The Chernobyl disaster released at least 400 times more radioactive material than the Hiroshima bomb. A 19-mile exclusion zone was created around the plant, and Pripyat residents were never allowed to return to their homes, with many moving some 30 miles away to the town of Slavutich. Several Pripyat players founded a new club there, Stroitel (Slavutich). Valentin Litvin ended up in Obukhov and started playing for Zarya from Vladislavka.

Another evacuated player was the future Milan and Chelsea striker Andriy Shevchenko, then a nine-year-old player of the children's team of Dynamo Kyiv. Kiev was the nearest major city to Chernobyl, so Shevchenko and the rest of the boys were taken 250 miles south to a children's camp on the Black Sea coast.

Despite everything, the football continued. On 2 May, less than a week after the injury, Dynamo Kyiv faced Atletico in the Cup Winners' Cup final in Lyon. "As for the Chernobyl events," Dynamo coach Valeriy Lobanovskiy told the press, "my players knew about it, but were not worried in preparation for the match." "Dynamo" with Soviet stars Oleg Blokhin, Vasily Rats and Igor Belanov defeated Atletico 3-0.

There was a lot of important work to be done in Chernobyl. Both Alexander Vishnevsky and Valentin Litvin acted as "liquidators" during the recovery and clean-up operation. Litvin helped to decontaminate the basements of the power plant, where the high level of radiation allowed only a few minutes to stay, and deadly pieces of graphite from the exploded reactor core were dropped from the roof above.

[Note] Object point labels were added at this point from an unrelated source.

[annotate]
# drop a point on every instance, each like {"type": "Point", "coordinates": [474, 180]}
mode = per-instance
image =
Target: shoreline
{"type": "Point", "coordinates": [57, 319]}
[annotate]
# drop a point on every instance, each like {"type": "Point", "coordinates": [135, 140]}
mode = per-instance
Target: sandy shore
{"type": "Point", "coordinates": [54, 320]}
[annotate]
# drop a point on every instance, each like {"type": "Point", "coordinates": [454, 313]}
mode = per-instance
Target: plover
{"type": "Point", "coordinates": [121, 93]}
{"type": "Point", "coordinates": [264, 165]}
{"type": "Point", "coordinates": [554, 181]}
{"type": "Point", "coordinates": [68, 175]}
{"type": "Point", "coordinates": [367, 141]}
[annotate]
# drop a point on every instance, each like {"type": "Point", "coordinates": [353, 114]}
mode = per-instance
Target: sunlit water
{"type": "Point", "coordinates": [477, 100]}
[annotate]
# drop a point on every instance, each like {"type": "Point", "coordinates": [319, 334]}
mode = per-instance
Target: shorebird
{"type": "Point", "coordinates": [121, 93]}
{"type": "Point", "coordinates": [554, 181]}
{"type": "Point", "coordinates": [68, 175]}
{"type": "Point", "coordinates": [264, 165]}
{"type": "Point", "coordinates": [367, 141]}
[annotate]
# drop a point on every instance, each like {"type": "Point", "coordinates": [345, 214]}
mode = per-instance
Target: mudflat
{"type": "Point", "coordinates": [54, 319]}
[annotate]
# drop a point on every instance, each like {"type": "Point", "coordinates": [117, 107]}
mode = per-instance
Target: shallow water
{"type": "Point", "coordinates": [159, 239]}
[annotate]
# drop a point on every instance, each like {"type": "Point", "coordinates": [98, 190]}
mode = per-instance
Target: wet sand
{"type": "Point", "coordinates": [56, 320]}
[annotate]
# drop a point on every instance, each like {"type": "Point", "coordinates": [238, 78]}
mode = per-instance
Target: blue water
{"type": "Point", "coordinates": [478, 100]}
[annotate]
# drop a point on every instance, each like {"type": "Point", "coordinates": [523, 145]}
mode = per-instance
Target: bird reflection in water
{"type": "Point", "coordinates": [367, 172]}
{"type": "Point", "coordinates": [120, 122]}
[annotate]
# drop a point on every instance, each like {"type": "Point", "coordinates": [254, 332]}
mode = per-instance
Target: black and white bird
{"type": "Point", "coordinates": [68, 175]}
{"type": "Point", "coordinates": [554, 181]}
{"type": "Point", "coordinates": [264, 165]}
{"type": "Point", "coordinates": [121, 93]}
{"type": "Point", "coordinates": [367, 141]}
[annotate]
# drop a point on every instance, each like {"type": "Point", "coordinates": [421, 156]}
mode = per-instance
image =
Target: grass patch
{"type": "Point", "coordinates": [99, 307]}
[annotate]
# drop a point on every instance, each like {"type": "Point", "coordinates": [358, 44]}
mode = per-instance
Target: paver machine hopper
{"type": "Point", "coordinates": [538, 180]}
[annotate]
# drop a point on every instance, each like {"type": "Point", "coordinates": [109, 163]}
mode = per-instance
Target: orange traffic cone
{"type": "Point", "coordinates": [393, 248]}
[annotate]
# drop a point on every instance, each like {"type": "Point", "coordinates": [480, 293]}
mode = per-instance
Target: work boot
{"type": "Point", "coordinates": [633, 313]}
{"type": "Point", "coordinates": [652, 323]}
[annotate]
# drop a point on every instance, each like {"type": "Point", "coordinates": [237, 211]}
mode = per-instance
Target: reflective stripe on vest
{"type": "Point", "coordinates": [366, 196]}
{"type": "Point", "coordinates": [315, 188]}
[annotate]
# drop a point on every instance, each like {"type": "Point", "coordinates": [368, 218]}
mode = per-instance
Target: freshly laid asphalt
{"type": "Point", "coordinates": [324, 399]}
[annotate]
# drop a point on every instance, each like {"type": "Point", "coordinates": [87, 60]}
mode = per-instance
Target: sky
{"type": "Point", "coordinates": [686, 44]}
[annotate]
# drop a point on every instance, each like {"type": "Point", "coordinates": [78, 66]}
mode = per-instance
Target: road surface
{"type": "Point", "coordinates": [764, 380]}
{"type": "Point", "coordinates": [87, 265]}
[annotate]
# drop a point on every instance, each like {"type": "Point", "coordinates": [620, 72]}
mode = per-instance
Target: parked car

Liquidators had radiation charts and dosimeters to limit their exposure, but Litwin says they often had to push the safety limits to do their jobs. Some 600,000 men and women were involved in the cleanup, this dangerous work for the brave that ultimately saved much of Europe from becoming uninhabitable.

One of the liquidators, helicopter pilot Eduard Korotkov, recalled flying over the damaged reactor for two hours every day that summer and then watching football on TV at night. "There was a World Cup going on," he recounted in his book Prayer for Chernobyl, "so we talked a lot about football."

The USSR team in Mexico included the Dynamo Kiev triumvirate of Blokhin, Rats and Belanov, and was led by Dynamo coach Lobanovsky, who sought to downplay the significance of an event that remained shrouded in Soviet secrecy. "I think our government provided journalists with all the facts about what really happened after a campaign launched by the international press," he said. After beating Hungary 6-0 and winning their group, the Soviet team lost 3-4 to Belgium in extra time in the 1/8 finals despite Belanov's hat-trick.

"Stroitel" (Slavutich), the successor of "Stroitel" (Pripyat), did not last long. The new team played in the amateur championship in 1987 and 1988, but then disintegrated.

Players and fans were scattered throughout the region, and many were concerned about the liquidation of Chernobyl. Large numbers of residents of Pripyat and the exclusion zone became ill and died.

Today, the Avangard Stadium, never used in Pripyat, is an unusual tourist attraction; rusted and overgrown floodlights inside a radioactive ghost town that nature is rebuilding. Valery Shkurdalov runs the "Discover Chernobyl" Facebook page and works as a guide in Pripyat and the exclusion zone.

"The stadium is often visited by tourists," he says, "although the field is covered with trees. One of the visitors Shkurdalov brought to the exclusion zone was Valentin Litvin, now retired but still playing football and refereeing locally. It was his first time back in Pripyat.

The Chernobyl clean-up project is expected to end in 2065 and experts believe the exclusion zone will remain contaminated for another three thousand years. No one will be playing football in Pripyat anytime soon. Meanwhile, in Ukraine, war with Russia has broken out.